The univariate analysis discussed above has shown that ESCORE is able to capture both accruals and real EM. However, the univariate analysis suffers from possible problems of omitted variables. Particularly, in selecting the individual signals to include in the ESCORE, we deliberately select only those which could be easily constructed using financial statement information. Hence, some dimensions of the context of earnings management may have been omitted, most notably compensation and corporate governance. It has been shown that larger and more independent boards, and especially the audit committees, play a more effective monitoring role and hence constrain earnings management (e.g. Beasley 1996; Dechow et al. 1996; Klein 2002; Xie et al. 2003; Peasnell et al. 2005). With regards to compensation, the existing evidence generally suggests that where managers’ compensation package is linked to performance, they would have stronger motives to inflate earnings (e.g. Dechow and Sloan 1991; Holthausen et al. 1995; Guidry et al. 1999; Bergstresser and Philippon 2006; Burns and Kedia 2006; Efendi et al. 2007). It is important to determine if ESCORE is still related to other measures of earnings management after controlling for these omitted variables and the incremental magnitude of such relationship. In this section, we control for these omitted variables by considering the size of the board, audit committees, the independence of the boards, and the performance-linked components of executives’ compensation packages. In particular, we first estimate the following regressions:

$$\begin{aligned} AEM_{i,t} = &\, \alpha + \beta_{1} BOSIZE_{i,t} + \beta_{2} BOIND_{i,t} + \beta_{3} AUSIZE_{i,t} \\ & + \beta_{4} DUALITY_{i,t} + \beta_{5} PLCOM_{i,t} + \beta_{6} ESCORE_{i,t} \\ & + Year Fixed Effects + Industry Fixed Effects + \varepsilon \\ \end{aligned}$$
(5)

where AEM is replaced in each regression by ADAC, ADWAC, ADCF, ADPROD, ADDISEXP, ATOTALRM; BOSIZE is the number of board directors; BOIND is the percentage of non-executive directors on board to proxy for board independence; AUSIZE is the number of directors on the audit committee (equals to zero if a firm does not have an audit committee); DUALITY is a dummy which is zero if a firm’s CEO is also the chairman; PLCOM is the average performance-linked compensation of all executive directors scaled by sales, where performance-linked compensation is defined as the total of bonus, shares, options and other long-term incentive pay awarded during the year.
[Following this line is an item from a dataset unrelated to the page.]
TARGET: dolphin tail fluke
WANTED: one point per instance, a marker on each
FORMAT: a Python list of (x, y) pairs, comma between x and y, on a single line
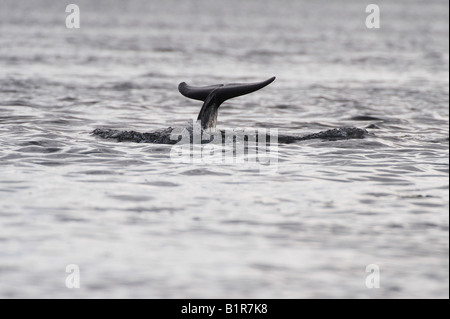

In a similar fashion, we also estimate the following logistic regressions of the indicators of aggressive earnings management on ESCORE and the above-mentioned control variables:

$$\begin{aligned} Logit(HEM_{i,t} ) = &\, \alpha + \beta_{1} BOSIZE_{i,t} + \beta_{2} BOIND_{i,t} + \beta_{3} AUSIZE_{i,t} + \beta_{4} DUALITY_{i,t} \\ & + \beta_{5} PLCOM_{i,t} + \beta_{6} ESCORE_{i,t} + Year Fixed Effects \\ & + Industry Fixed Effects + \varepsilon \\ \end{aligned}$$
(6)

where HEM is replaced in each regression by HDAC, HDWAC, HDCF, HDPROD, HDDISEXP, and HTOTALRM.

The following procedure is followed to prepare the sample for the above multivariate regressions, which is a subsample of the main sample. First, we restrict the sample to the period from 2005 to 2011 only because going further backwards would make manual collection of data on compensation and corporate governance very difficult as firm’s annual reports are no longer available online. Second, for all firm-years which remain in the main sample, we manually acquire data on corporate governance and compensation (as described above) from Bloomberg. Third, those firm years which do not have the additional data from Bloomberg, we retrieve their annual reports from Key Note platform and manually collect the relevant data. Finally, those which still have missing data after the above steps, are excluded from the subsample for multivariate regression. This procedure yields a subsample of 2059 observations, smaller than the main sample due to the constraint over availability of corporate governance and compensation data, but still large enough for statistical inferences. All continuous variables are winsorised at the 1st and 99th percentiles to mitigate the influence of outliers.

Table 6 presents the results of the multivariate regression test. The control variables generally have the predicted signs, i.e. measures of earnings management are negatively (positively) related to BOSIZE, BOIND and AUSIZE (DUALITY and PLCOM, respectively). The main focus is on ESCORE, which is shown to be significantly positively related to all measures of earnings management. After controlling for compensation and corporate governance, one unit increase of ESCORE results in an increase of 1.24% (2.54%) in ADAC (ATOTALRM), which is statistically significant at 1% level. Similar conclusions about the positive relationship between ESCORE and the indicators of aggressive earnings management could be drawn by looking at the results reported in Panel B of Table 6 with the coefficient on ESCORE being positive and significant across all regressions (except only for the coefficient of HDDISEXP on ESCORE). The evidence reinforces our earlier conclusion that ESCORE, although estimated differently from those of Beneish (1997, 1999) and Dechow et al. (2011), is still consistent with other traditional measures of earnings management.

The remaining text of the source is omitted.